“Put yourself in a prehistoric era, when it was unusual to come across anything sweeter than a few berries in late summer, and it is easy to understand why honey has always been associated with magic. For many millions of years, there was nothing else like it on the planet.”

(Jacobsen 2010, 97)

 

Once, I was handed a wooden spoon, spilling over the convex edges was my first taste of pollen buzzed syrup. Raw honey didn’t spark my fascination with apis mellifera, but it didn’t curb my enthusiasm either. More recently, I’ve seen this reaction from peers and classmates as they inaudibly decide to disown habits of commercialized honey consumption and switch over to honey collected from natural beekeeping practices. My experience this year has shown me that it’s often the first taste of something that increases our interest in its origin. This same phenomenon occurred within me the first time I shucked an oyster, and the first time I tried truffle chocolate while speaking to the woman who collected the truffles. The intimacy of taste combined with the knowledge of origin is powerful. These instances changed my perceptions on all prior oysters and chocolates I had consumed unknowingly before. They distinguished two separate parts in my life. During the first, taste was one of five senses, and the second, the now, taste became something emotional, and behind closed lips, accessible only to me.
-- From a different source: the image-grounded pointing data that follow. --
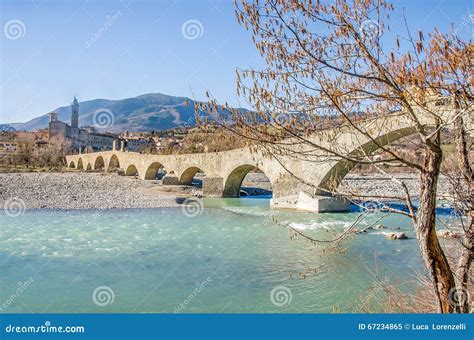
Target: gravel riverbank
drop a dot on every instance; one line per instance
(81, 190)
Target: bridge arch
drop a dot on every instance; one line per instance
(187, 176)
(99, 163)
(152, 170)
(131, 170)
(234, 180)
(113, 163)
(336, 171)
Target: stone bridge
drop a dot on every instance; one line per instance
(297, 182)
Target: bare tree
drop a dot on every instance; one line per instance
(331, 69)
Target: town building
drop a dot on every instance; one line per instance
(80, 138)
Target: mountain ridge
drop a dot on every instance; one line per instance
(146, 112)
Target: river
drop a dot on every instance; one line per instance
(233, 255)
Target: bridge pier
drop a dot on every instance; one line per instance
(212, 186)
(170, 180)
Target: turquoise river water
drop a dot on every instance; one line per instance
(236, 255)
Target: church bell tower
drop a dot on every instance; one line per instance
(75, 113)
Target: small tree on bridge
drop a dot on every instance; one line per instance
(335, 64)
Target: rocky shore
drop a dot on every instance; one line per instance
(81, 190)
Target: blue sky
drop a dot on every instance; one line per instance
(119, 49)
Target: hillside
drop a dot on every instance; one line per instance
(154, 111)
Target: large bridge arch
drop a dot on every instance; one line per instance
(152, 170)
(233, 182)
(131, 170)
(99, 163)
(188, 174)
(113, 163)
(336, 171)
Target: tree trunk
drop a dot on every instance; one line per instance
(464, 264)
(433, 255)
(465, 260)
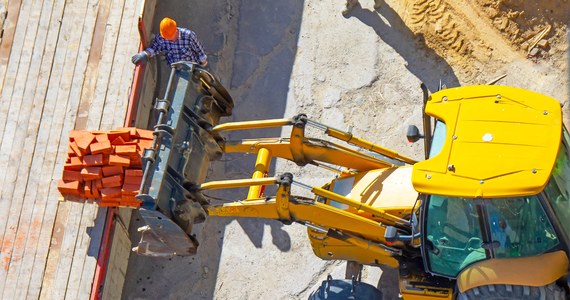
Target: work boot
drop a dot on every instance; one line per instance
(350, 4)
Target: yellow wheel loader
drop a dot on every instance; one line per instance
(485, 216)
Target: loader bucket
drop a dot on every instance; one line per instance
(182, 149)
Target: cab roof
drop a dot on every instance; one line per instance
(500, 142)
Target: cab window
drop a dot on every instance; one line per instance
(558, 188)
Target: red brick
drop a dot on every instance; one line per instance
(96, 193)
(133, 172)
(69, 187)
(76, 150)
(103, 147)
(133, 180)
(118, 141)
(109, 203)
(132, 131)
(118, 160)
(130, 189)
(74, 133)
(93, 160)
(87, 191)
(70, 150)
(115, 180)
(84, 140)
(101, 137)
(125, 134)
(145, 134)
(133, 142)
(145, 144)
(110, 192)
(75, 164)
(126, 149)
(69, 175)
(91, 173)
(112, 170)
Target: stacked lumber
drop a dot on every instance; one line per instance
(105, 166)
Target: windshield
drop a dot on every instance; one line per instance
(455, 237)
(558, 189)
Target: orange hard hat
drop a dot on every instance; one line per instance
(168, 28)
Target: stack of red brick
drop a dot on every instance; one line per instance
(105, 167)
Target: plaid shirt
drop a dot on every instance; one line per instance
(186, 47)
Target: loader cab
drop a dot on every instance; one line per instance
(496, 183)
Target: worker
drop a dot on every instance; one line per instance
(178, 44)
(350, 4)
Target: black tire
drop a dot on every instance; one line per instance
(508, 291)
(215, 89)
(338, 289)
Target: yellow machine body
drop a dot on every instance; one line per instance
(500, 142)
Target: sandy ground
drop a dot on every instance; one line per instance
(280, 58)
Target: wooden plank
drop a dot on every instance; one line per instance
(108, 56)
(12, 144)
(119, 257)
(11, 70)
(26, 219)
(47, 106)
(80, 252)
(89, 211)
(56, 290)
(112, 100)
(91, 74)
(63, 211)
(130, 28)
(86, 282)
(23, 151)
(47, 146)
(5, 107)
(8, 38)
(62, 121)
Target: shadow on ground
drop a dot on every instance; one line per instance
(251, 48)
(390, 27)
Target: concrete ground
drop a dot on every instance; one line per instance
(280, 58)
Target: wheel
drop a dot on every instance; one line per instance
(508, 291)
(209, 85)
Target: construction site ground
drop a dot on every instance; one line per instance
(66, 65)
(281, 58)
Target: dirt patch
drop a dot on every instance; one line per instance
(520, 20)
(473, 33)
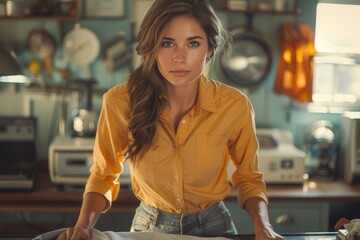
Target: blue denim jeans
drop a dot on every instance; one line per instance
(212, 221)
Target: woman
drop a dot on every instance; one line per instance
(178, 129)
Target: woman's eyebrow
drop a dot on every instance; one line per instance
(189, 39)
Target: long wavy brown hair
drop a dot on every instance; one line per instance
(147, 88)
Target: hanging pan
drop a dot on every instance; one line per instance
(250, 60)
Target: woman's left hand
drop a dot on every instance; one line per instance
(266, 233)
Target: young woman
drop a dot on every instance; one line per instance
(178, 129)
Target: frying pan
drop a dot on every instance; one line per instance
(250, 60)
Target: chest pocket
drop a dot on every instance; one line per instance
(210, 150)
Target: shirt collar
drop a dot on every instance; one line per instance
(206, 99)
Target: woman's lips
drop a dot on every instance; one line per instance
(180, 73)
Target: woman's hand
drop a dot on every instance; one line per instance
(266, 233)
(75, 233)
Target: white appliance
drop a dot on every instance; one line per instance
(70, 159)
(279, 160)
(350, 146)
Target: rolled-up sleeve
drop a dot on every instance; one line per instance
(110, 141)
(244, 155)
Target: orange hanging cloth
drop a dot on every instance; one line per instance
(295, 69)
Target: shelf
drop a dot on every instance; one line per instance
(49, 17)
(256, 7)
(258, 11)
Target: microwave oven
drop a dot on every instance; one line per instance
(350, 147)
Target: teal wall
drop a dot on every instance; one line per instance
(271, 109)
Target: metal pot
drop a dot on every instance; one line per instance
(250, 61)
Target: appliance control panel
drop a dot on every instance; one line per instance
(17, 129)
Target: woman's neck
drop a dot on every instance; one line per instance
(180, 102)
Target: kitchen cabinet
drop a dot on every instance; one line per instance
(286, 217)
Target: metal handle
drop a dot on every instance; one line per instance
(284, 219)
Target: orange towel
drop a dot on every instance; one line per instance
(295, 70)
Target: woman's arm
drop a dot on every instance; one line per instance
(257, 209)
(92, 206)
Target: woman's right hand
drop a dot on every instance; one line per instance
(76, 233)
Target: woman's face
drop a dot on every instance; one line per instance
(182, 55)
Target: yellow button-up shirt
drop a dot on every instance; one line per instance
(186, 171)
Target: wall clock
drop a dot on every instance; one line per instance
(81, 47)
(104, 8)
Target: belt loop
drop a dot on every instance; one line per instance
(156, 215)
(199, 219)
(181, 226)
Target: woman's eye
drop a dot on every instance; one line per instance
(194, 44)
(166, 44)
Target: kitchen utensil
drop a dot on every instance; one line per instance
(81, 47)
(42, 45)
(84, 120)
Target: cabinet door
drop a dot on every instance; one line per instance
(298, 217)
(286, 217)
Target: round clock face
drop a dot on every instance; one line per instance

The past few weeks, I have been mentally transported back in time to my first taste of unpasteurized honey. In that moment, I was more elated by the visible bits of pollen and green leaf material caught still life in the jar than the taste of any food before. This was magic. This was a food where you could not only taste the Linden, you could see remnants of its life in crystal form. Honey is just as magical as it was prehistoric area. Sugar is in everything; there is no strife in a quest for sweetness. But when we enjoy honey now, it is a relief to find sweetness that has not been tempered with artificially. This experience is humbling, and worth every savor.

Terroir leads us to make a choice. Which honey will we buy when we know the origin of the sweetness? How will we choose to spend our money when we recognize the affects of natural and commercialized beekeeping on our pollinators?